Un psychiatre a exclu toute pensée délirante chez Robert Bowers, qui avait commis un massacre à la synagogue Tree of Life, tuant onze Juifs

Photo du permis de conduire de Robert Bowers, meurtrier présumé de la synagogue de Pittsburgh. (Crédit : Department of Transportation de Pennsylvanie)
Photo du permis de conduire de Robert Bowers, meurtrier présumé de la synagogue de Pittsburgh. (Crédit : Department of Transportation de Pennsylvanie)

PITTSBURGH (JTA) — L’homme armé qui a abattu onze Juifs dans une synagogue de Pittsburgh n’a pas été victime d’un délire, a estimé un psychiatre assermenté qui témoignait pour le parquet, ajoutant que l’individu avait trouvé sa motivation pour commettre le massacre dans l’idéologie du suprématisme blanc et qu’il présentait un profil très radicalisé.

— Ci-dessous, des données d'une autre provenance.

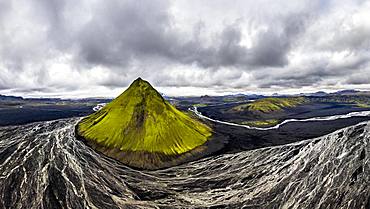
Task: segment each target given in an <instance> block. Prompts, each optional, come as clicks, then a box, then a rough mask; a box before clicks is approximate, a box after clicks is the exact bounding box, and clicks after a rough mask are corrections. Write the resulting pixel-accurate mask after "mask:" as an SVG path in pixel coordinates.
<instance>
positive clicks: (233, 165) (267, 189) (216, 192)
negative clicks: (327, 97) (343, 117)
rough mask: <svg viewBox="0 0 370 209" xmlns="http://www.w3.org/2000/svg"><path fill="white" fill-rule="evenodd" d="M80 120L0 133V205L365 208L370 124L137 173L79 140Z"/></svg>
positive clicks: (366, 207)
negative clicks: (311, 136)
mask: <svg viewBox="0 0 370 209" xmlns="http://www.w3.org/2000/svg"><path fill="white" fill-rule="evenodd" d="M77 121H78V119H67V120H58V121H50V122H41V123H34V124H29V125H24V126H17V127H3V128H0V137H1V138H0V165H1V166H0V185H1V187H0V208H67V207H70V208H158V207H161V208H166V207H168V208H173V207H179V208H181V207H182V208H183V207H189V206H190V205H191V206H193V207H197V208H206V207H212V206H213V207H217V208H220V207H231V208H240V207H243V208H369V206H370V189H369V184H370V179H369V178H370V166H369V165H370V163H369V161H370V157H369V155H370V122H367V123H361V124H358V125H356V126H352V127H349V128H345V129H342V130H339V131H336V132H334V133H332V134H329V135H327V136H323V137H320V138H316V139H312V140H306V141H302V142H299V143H294V144H289V145H284V146H277V147H268V148H262V149H257V150H252V151H244V152H240V153H236V154H223V155H218V156H213V157H208V158H204V159H202V160H198V161H194V162H191V163H187V164H183V165H181V166H176V167H172V168H169V169H166V170H159V171H147V172H142V171H137V170H133V169H130V168H128V167H126V166H124V165H122V164H121V163H119V162H117V161H115V160H113V159H110V158H107V157H105V156H103V155H100V154H98V153H96V152H95V151H93V150H92V149H90V148H89V147H87V146H85V145H84V144H83V143H82V142H80V141H78V140H76V139H75V137H74V126H75V124H76V123H77Z"/></svg>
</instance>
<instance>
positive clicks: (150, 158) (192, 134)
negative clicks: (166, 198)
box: [76, 78, 212, 169]
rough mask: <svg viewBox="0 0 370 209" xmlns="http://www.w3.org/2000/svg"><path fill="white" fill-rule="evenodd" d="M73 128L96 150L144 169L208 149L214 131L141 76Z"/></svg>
mask: <svg viewBox="0 0 370 209" xmlns="http://www.w3.org/2000/svg"><path fill="white" fill-rule="evenodd" d="M76 133H77V135H78V137H80V138H83V139H84V140H85V141H86V142H87V143H88V144H89V145H91V146H92V147H93V148H95V149H97V150H98V151H100V152H103V153H104V154H106V155H108V156H110V157H113V158H115V159H118V160H120V161H121V162H123V163H125V164H127V165H130V166H133V167H139V168H144V169H156V168H162V167H168V166H170V165H175V164H178V163H181V162H183V161H187V160H188V159H190V158H193V157H194V156H196V155H198V154H200V153H202V152H203V151H204V150H206V147H205V146H204V144H205V143H206V142H207V141H208V140H209V139H210V138H211V136H212V130H211V128H210V127H209V126H207V125H205V124H203V123H201V122H200V121H198V120H196V119H194V118H191V117H190V116H188V115H187V114H185V113H183V112H181V111H179V110H177V109H176V108H175V107H173V106H172V105H171V104H170V103H169V102H167V101H166V100H164V99H163V98H162V96H161V95H160V94H159V93H158V92H157V91H156V90H155V89H154V88H153V87H152V86H151V85H150V84H149V83H148V82H147V81H144V80H142V79H140V78H138V79H137V80H135V81H134V82H133V83H132V84H131V85H130V87H129V88H128V89H127V90H126V91H124V92H123V93H122V94H121V95H120V96H118V97H117V98H116V99H114V100H113V101H112V102H110V103H109V104H107V105H106V106H105V107H104V108H102V109H101V110H99V111H98V112H96V113H94V114H92V115H90V116H88V117H86V118H84V119H82V120H81V121H80V122H79V123H78V125H77V128H76Z"/></svg>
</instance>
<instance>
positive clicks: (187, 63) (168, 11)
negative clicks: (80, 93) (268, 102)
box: [0, 0, 370, 92]
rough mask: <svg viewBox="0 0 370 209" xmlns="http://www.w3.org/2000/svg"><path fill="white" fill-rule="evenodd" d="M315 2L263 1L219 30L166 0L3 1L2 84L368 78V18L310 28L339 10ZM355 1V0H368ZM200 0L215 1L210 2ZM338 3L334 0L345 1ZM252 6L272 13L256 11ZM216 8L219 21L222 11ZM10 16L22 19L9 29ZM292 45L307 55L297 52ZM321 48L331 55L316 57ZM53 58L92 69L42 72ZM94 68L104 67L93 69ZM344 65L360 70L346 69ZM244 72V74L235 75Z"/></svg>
mask: <svg viewBox="0 0 370 209" xmlns="http://www.w3.org/2000/svg"><path fill="white" fill-rule="evenodd" d="M320 2H321V1H307V2H303V3H302V5H303V6H302V8H298V9H294V8H293V9H292V8H291V9H287V10H284V9H283V10H282V11H279V12H276V13H277V14H278V15H275V16H269V15H270V12H269V9H271V8H272V7H271V8H270V7H269V2H265V3H264V4H266V5H265V6H263V7H260V8H266V11H260V12H259V11H258V14H255V15H253V14H245V15H244V16H243V15H240V14H233V15H235V16H234V17H233V20H232V21H229V22H225V23H222V24H221V25H222V26H221V27H219V28H216V29H217V30H213V29H214V28H212V25H210V24H209V23H207V22H203V20H202V19H200V20H199V21H198V22H196V23H194V22H189V25H191V26H190V27H189V28H190V29H187V30H191V31H190V32H189V31H187V32H188V33H184V32H183V31H182V29H183V28H182V27H183V25H181V24H176V18H174V16H176V15H177V14H173V13H171V12H170V11H171V7H173V6H176V2H172V1H160V0H143V1H134V0H124V1H118V0H112V1H108V2H107V1H96V2H93V3H91V2H89V1H86V2H85V1H79V2H75V1H72V0H52V1H48V0H41V1H36V2H32V1H21V0H20V1H16V2H15V1H14V2H11V3H9V2H6V1H0V29H1V31H0V69H2V68H4V69H7V71H4V72H0V75H1V76H2V77H1V78H0V89H7V88H21V86H22V85H25V86H26V87H29V88H35V89H37V88H40V91H45V92H46V91H49V90H47V89H48V88H49V89H51V90H50V91H52V90H53V89H62V90H65V91H69V90H71V91H72V90H78V88H82V87H81V86H84V87H85V86H89V85H92V86H106V87H108V88H116V87H124V86H127V85H128V84H129V83H130V81H131V80H133V79H135V77H137V76H142V77H144V78H147V79H149V80H151V81H152V82H153V83H155V85H157V86H164V87H184V86H195V87H204V88H207V87H209V88H216V87H217V88H219V87H220V88H222V87H225V88H239V87H242V86H244V85H245V86H246V87H250V86H257V87H261V88H270V87H272V86H280V87H286V88H298V87H301V86H315V85H320V83H322V82H326V81H327V80H329V79H330V80H331V82H332V81H333V80H334V82H335V81H336V82H338V83H340V82H343V81H345V82H347V83H351V84H366V83H370V82H369V81H368V79H367V78H366V77H362V78H361V76H359V75H357V74H358V72H360V70H361V69H364V68H366V66H368V63H369V61H370V58H369V57H370V56H369V51H368V48H369V40H370V39H369V38H368V37H370V33H369V31H370V30H369V28H368V27H367V26H366V25H362V24H358V25H355V26H356V27H355V26H354V27H353V28H352V30H351V31H350V32H348V33H337V31H333V29H327V28H319V29H320V30H318V29H316V30H307V29H310V28H311V29H312V26H314V25H315V24H316V23H317V22H319V21H320V20H322V18H324V17H325V16H333V17H332V18H331V19H335V18H336V16H335V15H336V14H335V12H333V11H331V10H330V9H329V8H327V7H328V6H327V5H326V6H325V8H321V7H324V6H322V5H323V4H322V3H320ZM352 3H353V5H354V7H356V6H357V8H358V9H361V8H363V6H364V5H362V4H357V3H356V2H352ZM17 4H27V5H28V7H29V10H27V12H28V13H27V14H20V13H21V12H22V11H23V10H19V9H18V8H16V5H17ZM199 4H206V6H207V7H211V6H212V4H211V2H208V3H207V2H203V3H202V2H201V3H199ZM246 4H247V3H246ZM333 4H334V2H333ZM335 4H336V5H338V8H341V7H344V6H345V5H344V4H343V5H342V3H339V2H338V3H335ZM330 5H331V4H330ZM247 6H248V5H247ZM249 6H252V5H249ZM365 6H366V5H365ZM180 9H181V8H180ZM215 9H223V8H215ZM17 12H18V13H17ZM187 12H188V13H189V14H191V12H192V11H187ZM225 12H227V11H225ZM248 12H253V10H248ZM354 12H355V11H354ZM22 15H24V17H23V16H22ZM256 16H257V17H258V16H268V17H266V18H264V17H261V18H260V19H261V20H260V19H258V18H256ZM214 18H216V21H219V22H220V23H221V22H222V21H223V19H222V18H221V17H220V18H219V20H218V19H217V18H218V17H214ZM331 19H330V18H329V20H331ZM13 21H15V22H13ZM249 23H253V24H255V25H259V24H260V25H262V26H263V28H264V29H261V30H258V31H254V32H255V33H256V34H255V36H253V40H251V41H252V44H251V46H248V47H247V46H245V45H241V42H242V40H243V38H244V37H243V36H244V35H245V34H243V30H245V29H246V28H248V27H246V25H248V24H249ZM334 23H335V24H336V22H334ZM334 23H333V24H334ZM12 25H19V26H18V28H16V29H14V28H13V29H12V27H11V26H12ZM324 25H325V24H324ZM192 26H193V27H192ZM9 28H11V30H10V29H9ZM211 29H212V30H211ZM327 30H328V31H327ZM4 31H5V32H4ZM307 31H309V32H307ZM189 34H190V35H189ZM204 34H206V35H204ZM321 34H333V36H332V39H329V41H328V42H327V44H326V45H325V44H322V45H319V44H317V45H316V43H315V40H312V39H311V37H320V36H321ZM204 39H207V41H208V42H210V43H211V44H209V43H206V42H205V41H204ZM307 40H310V41H307ZM299 49H300V50H299ZM346 50H348V51H350V52H351V53H352V54H351V57H349V58H343V59H342V60H339V61H338V60H335V59H332V57H333V56H334V55H335V54H334V53H341V52H343V51H346ZM292 53H302V54H301V56H302V57H308V58H307V59H306V60H304V61H299V59H298V61H297V62H293V61H294V60H292V58H291V56H290V55H291V54H292ZM320 53H329V55H327V56H326V57H325V56H322V57H320V58H317V57H315V56H316V55H317V54H319V55H320ZM66 57H67V58H66ZM54 59H56V60H54ZM63 59H65V60H67V61H65V60H64V61H63ZM60 60H61V61H60ZM58 62H61V63H62V64H65V65H61V66H59V68H58V69H57V70H63V68H64V67H67V68H70V69H72V70H71V71H72V72H74V71H78V72H79V73H81V72H84V73H81V75H85V76H86V75H87V76H90V77H91V78H90V77H88V78H86V79H85V80H86V81H85V83H84V84H83V85H81V86H78V85H77V84H76V83H78V82H63V81H62V80H61V81H60V82H48V80H50V79H52V78H54V76H55V75H54V74H53V73H52V72H54V71H51V70H50V69H49V67H50V65H51V64H55V63H58ZM63 62H64V63H63ZM50 63H51V64H50ZM297 63H298V64H297ZM94 68H102V69H104V70H105V71H104V70H103V71H104V72H103V71H101V72H100V71H99V72H100V73H102V75H97V76H94V75H92V74H93V73H95V72H96V71H94V70H93V69H94ZM54 70H55V69H54ZM66 71H67V70H66ZM175 71H176V73H174V72H175ZM89 73H90V74H89ZM349 73H350V74H353V75H356V76H352V77H350V78H348V79H347V77H348V74H349ZM18 74H22V75H23V78H28V77H27V76H29V77H30V78H29V80H31V81H33V82H30V81H29V80H28V79H26V81H22V80H20V81H19V82H13V83H12V82H9V81H8V79H7V78H10V79H14V78H16V77H18V76H17V75H18ZM243 75H244V76H245V75H247V76H245V79H250V80H246V81H241V80H240V79H241V78H242V76H243ZM99 76H101V77H102V78H97V77H99ZM346 76H347V77H346ZM55 80H58V79H55ZM81 80H84V79H81ZM22 82H23V83H22ZM66 83H69V84H68V85H67V84H66ZM26 84H27V85H26ZM72 85H74V86H72Z"/></svg>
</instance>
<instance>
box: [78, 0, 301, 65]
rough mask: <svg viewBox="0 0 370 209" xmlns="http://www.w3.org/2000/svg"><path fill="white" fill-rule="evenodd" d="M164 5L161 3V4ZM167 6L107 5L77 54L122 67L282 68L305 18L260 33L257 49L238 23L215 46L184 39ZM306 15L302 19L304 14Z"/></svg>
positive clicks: (98, 14)
mask: <svg viewBox="0 0 370 209" xmlns="http://www.w3.org/2000/svg"><path fill="white" fill-rule="evenodd" d="M161 3H162V4H161ZM167 10H168V8H167V5H166V4H163V2H153V1H149V2H146V4H143V3H138V2H136V1H132V2H131V1H130V2H125V3H117V2H116V3H114V4H104V5H102V6H101V7H99V8H98V9H97V11H94V14H93V15H94V16H93V17H92V19H91V20H90V21H89V23H88V24H86V25H85V26H84V27H83V28H82V29H81V31H80V33H79V34H78V44H79V47H80V48H79V50H80V51H79V56H80V58H81V59H82V60H83V61H85V62H86V63H87V64H93V65H95V64H100V65H107V66H124V65H127V64H128V63H129V62H130V61H132V60H133V59H148V58H152V59H165V60H166V61H168V62H175V63H176V62H179V63H182V64H192V63H196V64H198V65H200V66H201V67H204V68H219V67H230V66H238V67H249V66H257V67H258V66H283V65H285V64H286V63H287V59H286V54H287V53H288V52H289V49H290V46H291V42H292V41H293V40H294V38H295V37H296V36H297V35H298V34H299V32H300V31H302V28H303V25H304V24H303V21H304V20H303V18H302V16H303V15H302V14H300V15H294V16H293V15H292V16H289V17H288V18H286V19H287V21H285V22H283V25H282V30H281V31H273V30H268V31H264V32H261V34H260V36H259V38H258V40H257V41H256V43H255V45H254V46H253V47H252V48H250V49H248V48H246V47H244V46H241V45H240V41H241V38H242V37H241V36H242V34H241V31H240V28H239V27H238V25H229V26H226V27H225V28H224V29H223V31H222V32H221V33H219V34H215V39H217V40H216V41H215V42H216V43H217V42H218V44H217V45H216V46H211V47H208V46H205V45H204V44H203V43H202V41H201V40H198V39H197V37H192V38H191V39H190V40H189V39H188V38H185V37H182V36H181V34H178V33H177V31H176V30H177V28H175V27H173V26H172V25H171V20H170V16H169V14H168V11H167ZM303 17H304V16H303Z"/></svg>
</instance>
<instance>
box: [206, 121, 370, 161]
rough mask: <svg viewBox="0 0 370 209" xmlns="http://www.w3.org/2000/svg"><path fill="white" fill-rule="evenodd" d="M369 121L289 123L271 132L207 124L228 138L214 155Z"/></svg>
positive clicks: (214, 123)
mask: <svg viewBox="0 0 370 209" xmlns="http://www.w3.org/2000/svg"><path fill="white" fill-rule="evenodd" d="M369 120H370V117H352V118H345V119H337V120H332V121H310V122H289V123H286V124H284V125H282V126H280V127H279V128H278V129H271V130H253V129H247V128H243V127H237V126H229V125H224V124H219V123H214V122H208V123H210V124H211V126H213V127H214V129H216V130H217V131H218V132H220V133H222V134H224V135H226V136H228V138H229V139H228V140H229V143H228V144H227V145H225V147H224V148H223V149H222V150H221V151H219V152H218V153H216V154H221V153H235V152H239V151H244V150H253V149H258V148H263V147H270V146H276V145H284V144H289V143H293V142H298V141H302V140H305V139H311V138H316V137H319V136H323V135H326V134H329V133H332V132H334V131H336V130H338V129H341V128H344V127H348V126H352V125H355V124H358V123H360V122H363V121H369Z"/></svg>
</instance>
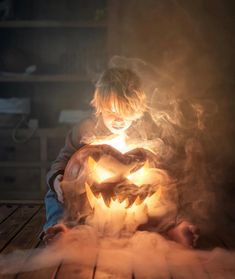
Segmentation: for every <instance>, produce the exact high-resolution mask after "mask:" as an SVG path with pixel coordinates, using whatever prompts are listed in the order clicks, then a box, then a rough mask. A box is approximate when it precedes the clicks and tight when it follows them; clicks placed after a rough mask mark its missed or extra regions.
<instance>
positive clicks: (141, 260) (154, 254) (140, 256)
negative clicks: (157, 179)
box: [0, 225, 235, 279]
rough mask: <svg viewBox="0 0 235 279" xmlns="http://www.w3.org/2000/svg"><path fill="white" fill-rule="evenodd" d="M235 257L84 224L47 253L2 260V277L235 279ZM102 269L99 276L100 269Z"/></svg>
mask: <svg viewBox="0 0 235 279" xmlns="http://www.w3.org/2000/svg"><path fill="white" fill-rule="evenodd" d="M234 259H235V254H234V252H229V251H225V250H223V249H220V248H216V249H214V250H212V251H203V252H202V251H197V250H190V249H186V248H184V247H182V246H181V245H179V244H177V243H174V242H172V241H169V240H166V239H165V238H164V237H162V236H161V235H159V234H157V233H150V232H136V233H135V234H134V235H133V236H131V237H126V238H107V237H106V238H102V237H98V234H97V231H96V230H95V229H94V228H92V227H89V226H85V225H80V226H78V227H76V228H73V229H71V230H69V231H67V232H66V233H64V234H62V235H60V237H59V238H57V239H56V240H55V241H54V242H53V243H52V244H51V245H49V246H47V247H46V248H42V249H39V248H37V249H35V250H26V251H15V252H13V253H10V254H7V255H1V257H0V273H2V274H10V273H14V274H16V273H19V272H25V271H31V270H40V269H43V268H47V267H51V266H55V267H56V266H59V265H60V264H62V263H63V264H73V265H74V266H77V269H78V270H80V271H82V270H87V269H89V270H91V274H92V272H93V273H95V276H97V277H98V276H101V275H102V276H115V278H117V277H121V278H123V277H124V276H129V277H130V276H131V275H132V274H135V278H156V275H157V276H158V278H171V277H175V276H179V277H180V278H192V277H193V278H200V279H202V278H208V273H209V274H210V275H212V276H214V275H216V274H217V275H218V274H221V276H222V277H221V278H230V277H231V278H233V274H234V271H235V270H234ZM95 267H96V270H95V271H94V268H95Z"/></svg>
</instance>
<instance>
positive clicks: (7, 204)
mask: <svg viewBox="0 0 235 279" xmlns="http://www.w3.org/2000/svg"><path fill="white" fill-rule="evenodd" d="M0 204H7V206H17V207H18V206H19V205H25V204H27V205H29V204H33V205H36V204H39V205H42V204H44V201H43V200H0Z"/></svg>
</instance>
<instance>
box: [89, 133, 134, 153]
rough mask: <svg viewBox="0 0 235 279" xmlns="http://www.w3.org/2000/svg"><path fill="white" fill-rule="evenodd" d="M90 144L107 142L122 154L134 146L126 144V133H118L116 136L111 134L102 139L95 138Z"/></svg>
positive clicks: (101, 143)
mask: <svg viewBox="0 0 235 279" xmlns="http://www.w3.org/2000/svg"><path fill="white" fill-rule="evenodd" d="M92 144H93V145H94V144H108V145H110V146H112V147H114V148H115V149H117V150H118V151H120V152H121V153H123V154H124V153H126V152H128V151H130V150H132V149H133V148H134V147H133V146H130V145H127V143H126V134H120V135H118V136H111V137H108V138H106V139H103V140H97V141H94V142H92Z"/></svg>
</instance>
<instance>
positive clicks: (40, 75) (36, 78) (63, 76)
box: [0, 74, 91, 82]
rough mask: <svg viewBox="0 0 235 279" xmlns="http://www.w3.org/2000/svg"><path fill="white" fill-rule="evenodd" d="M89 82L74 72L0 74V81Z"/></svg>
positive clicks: (23, 81)
mask: <svg viewBox="0 0 235 279" xmlns="http://www.w3.org/2000/svg"><path fill="white" fill-rule="evenodd" d="M81 81H83V82H89V81H91V80H90V79H89V78H88V77H86V76H81V75H76V74H71V75H70V74H60V75H36V74H35V75H24V74H15V75H13V74H12V75H9V76H5V75H0V82H81Z"/></svg>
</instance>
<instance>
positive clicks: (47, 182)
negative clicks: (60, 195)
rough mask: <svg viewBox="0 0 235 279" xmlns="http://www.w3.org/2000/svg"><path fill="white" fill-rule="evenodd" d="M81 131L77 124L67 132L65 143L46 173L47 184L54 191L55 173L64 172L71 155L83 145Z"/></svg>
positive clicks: (56, 173) (62, 173) (72, 154)
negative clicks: (80, 130) (81, 141)
mask: <svg viewBox="0 0 235 279" xmlns="http://www.w3.org/2000/svg"><path fill="white" fill-rule="evenodd" d="M81 138H82V135H81V131H80V127H79V126H75V127H73V128H72V129H71V130H70V131H69V132H68V134H67V136H66V139H65V145H64V147H63V148H62V149H61V150H60V152H59V154H58V156H57V158H56V160H55V161H54V162H53V163H52V165H51V167H50V170H49V171H48V173H47V177H46V180H47V185H48V186H49V188H50V189H51V190H53V191H54V186H53V184H54V180H55V178H56V176H57V175H59V174H62V175H63V174H64V170H65V167H66V165H67V163H68V161H69V159H70V158H71V156H72V155H73V153H75V152H76V151H77V150H78V149H79V148H81V147H82V146H83V144H82V143H81Z"/></svg>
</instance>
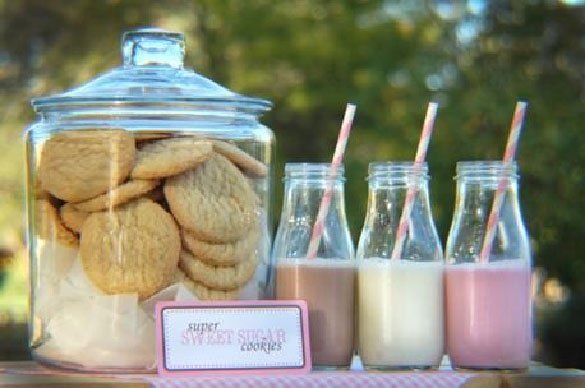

Park Dietz, qui a mis son expertise au service de la justice depuis des décennies, témoignant dans certaines affaires de premier plan, a été le dernier témoin dans le procès fédéral de Robert Powers, l’auteur de la pire tuerie antisémite de toute l’Histoire des États-Unis en date du 27 octobre 2018 – un procès qui en est actuellement à la phase de la peine de mort.

Dietz, qui a pris la parole pour le parquet, a rejeté le témoignage apporté par la défense qui avait affirmé que l’homme souffrait de schizophrénie et qu’il était en proie à des pensées délirantes au moment des faits. Bowers a forgé ses idées très arrêtées et extrêmes sur les Juifs non pas à cause d’une imagination malade et perverse mais bien à partir des écrits antisémites publiés sur la Toile qui l’ont radicalisé, a-t-il dit.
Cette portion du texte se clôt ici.